The 9th Circuit ruled yesterday that individuals who finds themselves on a government no-fly or watch list can have their case against the Terrorist Screening Center (TSC), the governmental agency responsible for putting them on the list, heard by a federal District Court. While the Transportation Security Agency (TSA) compels airlines to match their flight manifests against the list in their search for “bad people,” it is the TSC (a joint venture among the FBI, CIA, and departments of State and Homeland Security) that actually compiles the lists. This is the first time any court will hear such a case.
Monday’s ruling involves Rahinah Ibrahim, a Stanford doctoral student in architecture who was stopped at a United Airlines counter in San Francisco in January 2005 when an employee spotted her name on the no-fly list. A phone call was fielded by a private contractor who instructed that she be arrested. She was handcuffed in front of her 14-year-old daughter, held in custody for two hours and then released by orders of the FBI.

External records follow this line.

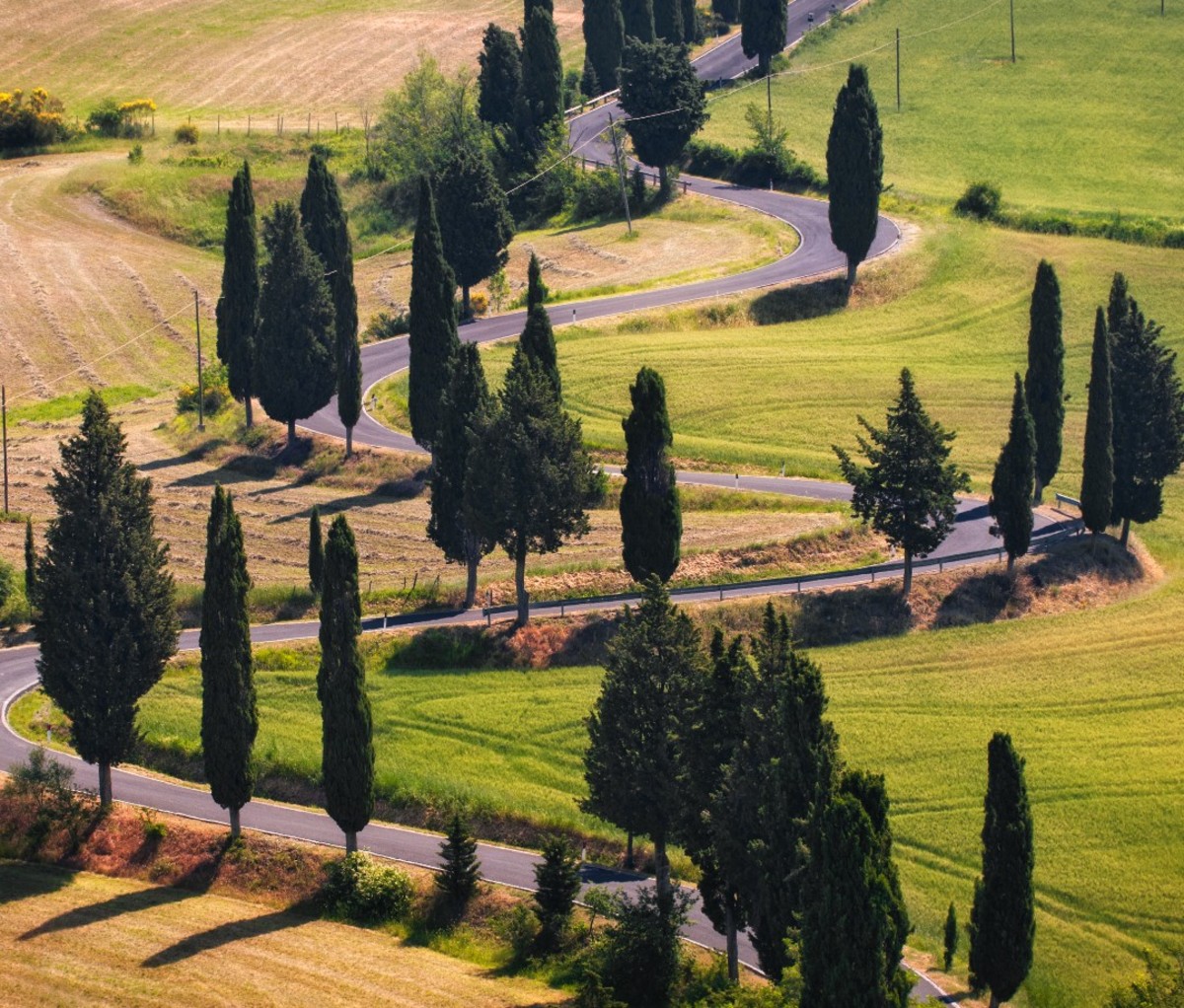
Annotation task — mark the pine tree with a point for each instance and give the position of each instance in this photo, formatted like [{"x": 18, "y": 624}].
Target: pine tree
[
  {"x": 650, "y": 515},
  {"x": 763, "y": 29},
  {"x": 855, "y": 168},
  {"x": 461, "y": 870},
  {"x": 500, "y": 78},
  {"x": 1011, "y": 486},
  {"x": 474, "y": 219},
  {"x": 315, "y": 552},
  {"x": 1098, "y": 464},
  {"x": 1001, "y": 920},
  {"x": 466, "y": 401},
  {"x": 528, "y": 473},
  {"x": 237, "y": 312},
  {"x": 347, "y": 745},
  {"x": 907, "y": 490},
  {"x": 1045, "y": 381},
  {"x": 604, "y": 36},
  {"x": 327, "y": 231},
  {"x": 433, "y": 337},
  {"x": 230, "y": 719},
  {"x": 638, "y": 19},
  {"x": 295, "y": 371},
  {"x": 656, "y": 77},
  {"x": 1148, "y": 413},
  {"x": 102, "y": 579}
]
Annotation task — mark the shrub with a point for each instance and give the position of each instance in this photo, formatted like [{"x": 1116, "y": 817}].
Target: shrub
[
  {"x": 366, "y": 891},
  {"x": 982, "y": 200}
]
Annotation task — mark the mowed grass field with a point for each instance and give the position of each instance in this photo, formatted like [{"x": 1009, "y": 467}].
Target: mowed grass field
[
  {"x": 1078, "y": 123},
  {"x": 78, "y": 938}
]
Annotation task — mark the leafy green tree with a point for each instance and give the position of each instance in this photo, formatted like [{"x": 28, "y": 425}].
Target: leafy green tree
[
  {"x": 466, "y": 401},
  {"x": 651, "y": 665},
  {"x": 500, "y": 78},
  {"x": 1148, "y": 413},
  {"x": 237, "y": 312},
  {"x": 433, "y": 338},
  {"x": 1001, "y": 920},
  {"x": 528, "y": 473},
  {"x": 1045, "y": 381},
  {"x": 1098, "y": 464},
  {"x": 315, "y": 551},
  {"x": 230, "y": 718},
  {"x": 1011, "y": 486},
  {"x": 650, "y": 515},
  {"x": 656, "y": 77},
  {"x": 907, "y": 490},
  {"x": 763, "y": 24},
  {"x": 327, "y": 230},
  {"x": 604, "y": 36},
  {"x": 474, "y": 219},
  {"x": 347, "y": 742},
  {"x": 295, "y": 371},
  {"x": 461, "y": 869},
  {"x": 556, "y": 879},
  {"x": 108, "y": 622},
  {"x": 855, "y": 165}
]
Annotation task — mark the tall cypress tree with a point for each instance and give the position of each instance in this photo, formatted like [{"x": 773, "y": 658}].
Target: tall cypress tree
[
  {"x": 466, "y": 401},
  {"x": 1003, "y": 920},
  {"x": 230, "y": 719},
  {"x": 237, "y": 312},
  {"x": 347, "y": 745},
  {"x": 1011, "y": 486},
  {"x": 855, "y": 166},
  {"x": 650, "y": 514},
  {"x": 107, "y": 622},
  {"x": 1045, "y": 381},
  {"x": 295, "y": 372},
  {"x": 604, "y": 36},
  {"x": 763, "y": 25},
  {"x": 1098, "y": 464},
  {"x": 327, "y": 230},
  {"x": 433, "y": 338}
]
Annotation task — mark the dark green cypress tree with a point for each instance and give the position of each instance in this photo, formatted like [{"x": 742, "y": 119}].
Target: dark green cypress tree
[
  {"x": 538, "y": 342},
  {"x": 763, "y": 31},
  {"x": 433, "y": 338},
  {"x": 295, "y": 372},
  {"x": 1003, "y": 920},
  {"x": 638, "y": 19},
  {"x": 500, "y": 78},
  {"x": 1011, "y": 486},
  {"x": 1098, "y": 464},
  {"x": 230, "y": 719},
  {"x": 237, "y": 312},
  {"x": 315, "y": 552},
  {"x": 347, "y": 745},
  {"x": 650, "y": 514},
  {"x": 466, "y": 401},
  {"x": 102, "y": 579},
  {"x": 327, "y": 231},
  {"x": 474, "y": 219},
  {"x": 1045, "y": 381},
  {"x": 604, "y": 36},
  {"x": 461, "y": 869},
  {"x": 855, "y": 166}
]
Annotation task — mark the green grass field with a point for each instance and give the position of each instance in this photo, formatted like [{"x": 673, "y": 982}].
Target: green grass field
[{"x": 1078, "y": 123}]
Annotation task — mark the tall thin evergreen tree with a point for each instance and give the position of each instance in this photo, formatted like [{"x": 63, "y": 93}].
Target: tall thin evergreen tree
[
  {"x": 1045, "y": 380},
  {"x": 855, "y": 166},
  {"x": 237, "y": 312},
  {"x": 347, "y": 745},
  {"x": 230, "y": 718}
]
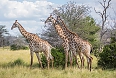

Ibrahim’s lawsuit against the TSA, claiming violations of her constitutional rights, is in the D.C. Circuit Court of Appeals due to jurisdictional and venue rules applicable for challenges to TSA orders. Her lawsuit against the TSC for putting her on the list, the government contractor for ordering her arrest, and the SFPD for arresting her, now can go forward in the District Court in San Francisco.